The primary imperative of a country is security, not the economy. In a security-first world, everything really changes. For companies, that means a shift from an optimization lens of lowest cost, just-in-time to a lens of resilience. Resilience is now gaining ground on geopolitics as one of the most used terms in company documents, because it's become a byword for how to strengthen defenses against geopolitical risk. But it's more expensive to build resilience, so what does that mean?
We're in the very early stages of what I would call this interregnum in the global operating system. It’s not really an event to forecast, because many decisions – or not taking action – will shape where the world is. I think we're looking at a 10- to 15-year period of this interregnum before we settle into some kind of pattern, and many countries and companies are going to be shaping where we land based on the decisions they take.
Many of your clients are not bystanders to these shifts in the global operating system; many may have influence or power over the technological and political forces reshaping the world. How does that factor into your advisory role?
For a long time, of course, companies were focused on profits and their bottom line. They still are, but that was something that was possible in a global ecosystem where the infrastructure of the global system was fairly stable. Where you had America underwriting the security guarantee for the world's shipping lanes, so there weren't countries taking hold of chokeholds like the Strait of Hormuz, of which there are many others, and where we had an international system where institutions were arbiters, such as the World Trade Organization. Now we've reached the peak of that. We're now in a declining phase of countries being willing to follow the rules of the game.
For companies who are trying to do longer-term planning – trying to look five, ten, 20 years out – the shift in America's global role is probably the most significant geopolitical development because no one is quite sure what it means.

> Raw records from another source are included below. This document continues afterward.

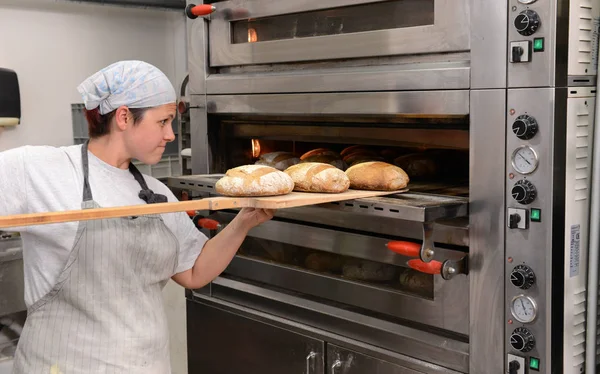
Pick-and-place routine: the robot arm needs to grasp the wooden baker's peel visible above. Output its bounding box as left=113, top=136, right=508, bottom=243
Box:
left=0, top=189, right=408, bottom=229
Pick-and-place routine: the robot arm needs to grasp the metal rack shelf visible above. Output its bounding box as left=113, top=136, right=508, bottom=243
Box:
left=167, top=174, right=469, bottom=223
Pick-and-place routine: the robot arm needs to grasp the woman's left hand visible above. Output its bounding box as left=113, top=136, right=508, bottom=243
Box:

One of the ways that we will find out what it means is if an actor on the world stage decides to test America's resolve, and that's why here in Europe, for example, there's been a lot more discussion about whether even though Russia has hit a wall in the war in Ukraine, and its economy is struggling, and it's losing a lot of soldiers in battle, whether Russia might actually open a new front. And why would that happen? Well, it would be a very effective way, potentially a high-risk way, of testing NATO, say by an invasion of a NATO member state, like one of the Baltics or Finland. If not every country responded to this collective defense requirement, if the Article Five guarantee wasn't activated, Putin would certainly regard that as confirmation that NATO is a paper tiger. That would send a chill around the world, not just in Europe, as many countries have US security guarantees, such as South Korea and Japan. It would give the sense that there is now a free-for-all on borders and territory, because that's really the most important outcome of the post-World War Two era, the notion of sovereignty.
The boardrooms and leadership teams have definitely got the message, but there are huge debates about whether this is a temporary challenge, and we'll return to the system as we knew it during peak globalization and Pax Americana – the kinds of things that you study at SIPA – or an environment which is much more uncertain and erratic and volatile and disruptive.